Карл Отто Конради - Гёте. Жизнь и творчество. Т. 2. Итог жизни
«Априорность познания я вполне принял, как и априорность синтетических суждений: ведь, весь мой век творя поэзию и наблюдая жизнь, я действовал сначала синтетически, а затем — аналитически; систола и диастола человеческого духа были для меня что второе дыхание, нераздельное, вечно пульсирующее».

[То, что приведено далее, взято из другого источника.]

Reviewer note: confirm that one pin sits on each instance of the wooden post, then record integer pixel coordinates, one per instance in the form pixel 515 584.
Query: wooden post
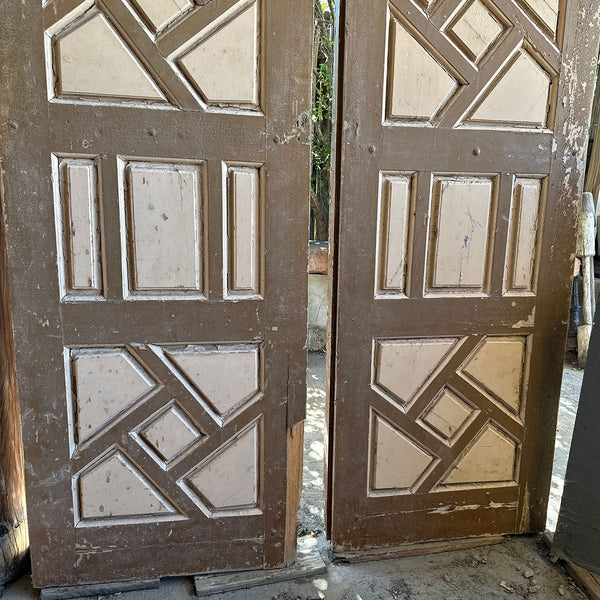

Во всяком случае, в этой «интерпретации» Гёте пользовался общими с Кантом понятиями. Также и статья «Наглядная сила суждения» скорее свидетельствует о способности Гёте к творческому освоению любой теории, нежели о его тонком философском восприятии. В 1788 году, уже после публикации «Критики практического разума», где идеи бога, свободы и бессмертия как некие «практические постулаты» вкупе с их производными этическими идеями признавались за человеком как разумной личностью, пусть в отрыве от всяческого опыта и его закономерностей, но притом как идеи, необходимые для человека как нравственного существа, — Гёте уже не требовалось никакого насилия над собой для приятия выводов критической философии. А уж с кантовской «Критикой способности суждения» (1790), где искусство, как и природа, объявляются самоцелью, чем обосновывается бескорыстное восхищение Прекрасным, нетрудно было согласиться поэту, еще в Италии, вместе с Карлом Филиппом Морицем, высказывавшему сходные идеи. Правда, то обстоятельство, что Кант приписывал человеку «радикальное зло», вызвало у поэта сердитые возражения и толкнуло его на следующий полемический выпад: «Кант испачкал позорным пятном радикального зла философский плащ, который честно носил в течение долгой жизни, и все для того, чтобы соблазнить и христиан приложиться к его подолу» (из письма к Гердеру и его жене от 7 июля 1793 г. — XII, 373).
Высвобождение из изоляции
Общение с Шиллером помогло Гёте не только спокойно снести странности «новейшей философии», но и самым удобным образом поближе с ней ознакомиться. Шиллер же годами увлеченно занимался философией Канта, иногда пытаясь смягчить ее местами, особенно в сфере этики, непререкаемый дуализм. Так, по Шиллеру, долг и влечение не должны непременно оставаться антиподами, а при осуществлении категорического императива — сливаться воедино.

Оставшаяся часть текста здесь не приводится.